В восемьдесят втором советская власть представлялась вечной, сказать, что ее не будет, то же самое – что не будет весны, лета… И на редакционной пирушке, как бы невзначай, как бы в шутку, я брякнул, что, по предсказанию некой гадалки, через десять лет не будет советской власти. И казалось, утонули слова в сигаретном дыму и пьяном гомоне, ан – нет! Вскорости меня под благовидным предлогом тормознули на ТВ. И уж совсем потеха – в многотиражке Киевского университета (там-то с какого бока?) я был назван диссидентом. А на концерте в ЦДРИ ко мне за кулисы зашли два молодых слишком доброжелательных человека и, представившись моими поклонниками, попросили чего-нибудь та-ко-го почитать. А когда началась перестройка и я, повыспросив у хозяина эрдельтерьера, попытался поперек ликованию предостеречь – бывшие коммунисты меня, вечно беспартийного, зачислили в коммуняки! А когда прилавки пугающе опустели, я, желая успокоить жену, сообщил, что скоро всего будет вдоволь, и даже на нашей маленькой улочке будут продавать, и без всякой очереди, иностранные автомобили, она… стала набирать «03».
Намертво впечаталось в мозг: серый телефон, палец, срываясь, набирает номер, и взгляд ее глаз из-за плеча испуганный… решительный. А иностранные автомобили на нашей улочке, на углу, продают уже не первый год.
Веселье продолжалось. Людмила царила, Эдик, как завзятый конферансье, сыпал анекдотами и прибаутками, Икс Игрекович к месту вставлял байки из актерской жизни. Ирина, осмелев, тоже щебетала, муженек ее, словно петлю у него с шеи сняли, розовел лицом, молчал, благодарно таял. Эдик разумно алкоголь не принимал, как-никак – за рулем, но так хамелионисто подстраивался под выпивающих, что не знай я его, подумал бы: набрался старикашка! Икс Игрекович пьянствовал, твердо режиссируя свое поведение. И, что я отметил с удивлением, не только свое: когда Ирина с недобрым оттенком упомянула высокое имя, быстро и ловко перевел разговор на бытовую тему.
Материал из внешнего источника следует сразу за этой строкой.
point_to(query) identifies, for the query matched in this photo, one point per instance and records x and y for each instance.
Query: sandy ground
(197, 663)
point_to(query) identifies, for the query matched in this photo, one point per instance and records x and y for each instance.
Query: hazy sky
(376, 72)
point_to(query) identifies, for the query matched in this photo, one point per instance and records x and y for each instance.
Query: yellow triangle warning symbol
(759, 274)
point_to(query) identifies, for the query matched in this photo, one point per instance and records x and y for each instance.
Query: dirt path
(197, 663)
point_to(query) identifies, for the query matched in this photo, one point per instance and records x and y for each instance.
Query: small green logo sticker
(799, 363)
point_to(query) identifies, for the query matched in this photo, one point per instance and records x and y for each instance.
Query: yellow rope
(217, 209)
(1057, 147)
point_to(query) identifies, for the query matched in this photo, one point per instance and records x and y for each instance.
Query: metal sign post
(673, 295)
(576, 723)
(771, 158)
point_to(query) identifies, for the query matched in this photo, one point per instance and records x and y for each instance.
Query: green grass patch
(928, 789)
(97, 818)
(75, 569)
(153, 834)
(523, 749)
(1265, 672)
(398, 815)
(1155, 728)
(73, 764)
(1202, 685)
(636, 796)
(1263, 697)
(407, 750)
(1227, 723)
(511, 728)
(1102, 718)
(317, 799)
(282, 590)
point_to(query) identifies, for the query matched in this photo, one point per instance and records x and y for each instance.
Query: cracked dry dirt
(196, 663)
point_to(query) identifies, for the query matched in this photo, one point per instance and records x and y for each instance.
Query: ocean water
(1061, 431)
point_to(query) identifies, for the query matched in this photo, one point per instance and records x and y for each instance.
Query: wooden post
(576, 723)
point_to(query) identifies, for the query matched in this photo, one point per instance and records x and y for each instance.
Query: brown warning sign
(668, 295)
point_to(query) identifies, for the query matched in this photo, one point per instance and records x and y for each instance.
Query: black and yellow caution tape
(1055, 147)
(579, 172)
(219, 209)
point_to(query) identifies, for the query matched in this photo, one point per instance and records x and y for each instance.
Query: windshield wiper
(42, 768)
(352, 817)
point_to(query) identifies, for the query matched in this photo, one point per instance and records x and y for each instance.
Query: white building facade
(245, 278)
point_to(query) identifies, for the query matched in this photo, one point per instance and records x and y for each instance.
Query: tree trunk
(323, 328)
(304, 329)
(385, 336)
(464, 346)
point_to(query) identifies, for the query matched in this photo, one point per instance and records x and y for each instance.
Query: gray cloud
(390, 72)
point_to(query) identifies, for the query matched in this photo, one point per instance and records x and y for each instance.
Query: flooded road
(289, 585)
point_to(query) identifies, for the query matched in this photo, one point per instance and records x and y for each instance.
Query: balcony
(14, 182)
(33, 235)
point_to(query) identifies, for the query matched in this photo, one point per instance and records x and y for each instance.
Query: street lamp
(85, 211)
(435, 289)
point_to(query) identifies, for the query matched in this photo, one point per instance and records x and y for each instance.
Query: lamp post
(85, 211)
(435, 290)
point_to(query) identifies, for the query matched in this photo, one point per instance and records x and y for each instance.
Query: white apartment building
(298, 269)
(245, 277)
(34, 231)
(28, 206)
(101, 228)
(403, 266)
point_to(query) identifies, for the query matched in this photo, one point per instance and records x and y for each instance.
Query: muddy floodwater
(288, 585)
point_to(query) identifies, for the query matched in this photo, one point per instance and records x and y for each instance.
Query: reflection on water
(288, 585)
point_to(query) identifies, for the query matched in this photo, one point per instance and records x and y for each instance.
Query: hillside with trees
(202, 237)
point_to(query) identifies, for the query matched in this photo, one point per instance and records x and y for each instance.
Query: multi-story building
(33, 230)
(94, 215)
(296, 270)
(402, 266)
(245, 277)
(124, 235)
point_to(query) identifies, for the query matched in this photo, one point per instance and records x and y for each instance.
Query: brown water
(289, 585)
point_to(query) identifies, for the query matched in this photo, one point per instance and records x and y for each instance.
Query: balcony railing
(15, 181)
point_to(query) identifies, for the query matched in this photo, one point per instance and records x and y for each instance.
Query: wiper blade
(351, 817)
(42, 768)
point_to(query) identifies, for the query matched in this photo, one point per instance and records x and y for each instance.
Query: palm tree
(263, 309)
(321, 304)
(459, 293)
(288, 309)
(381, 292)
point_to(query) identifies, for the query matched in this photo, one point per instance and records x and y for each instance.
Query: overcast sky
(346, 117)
Разошлись в полночь, Эдик, очутившись во дворе, у своей «Тойоты», сразу сделался трезвым, переключившись на роль аккуратного водителя и заботливого супруга. А вот Людмила не переключилась на просто Людмилу – домашнюю хозяйку. И, прощаясь, напутствовала нас с Икс Игрековичем царственно:
– Выше голову, мальчики!
– Закусывать надо! – буркнул режиссер. И добавил громко и ласково: – Всего доброго!
«Тойота» умчалась резво, будто кто ее подхлестнул, а мы…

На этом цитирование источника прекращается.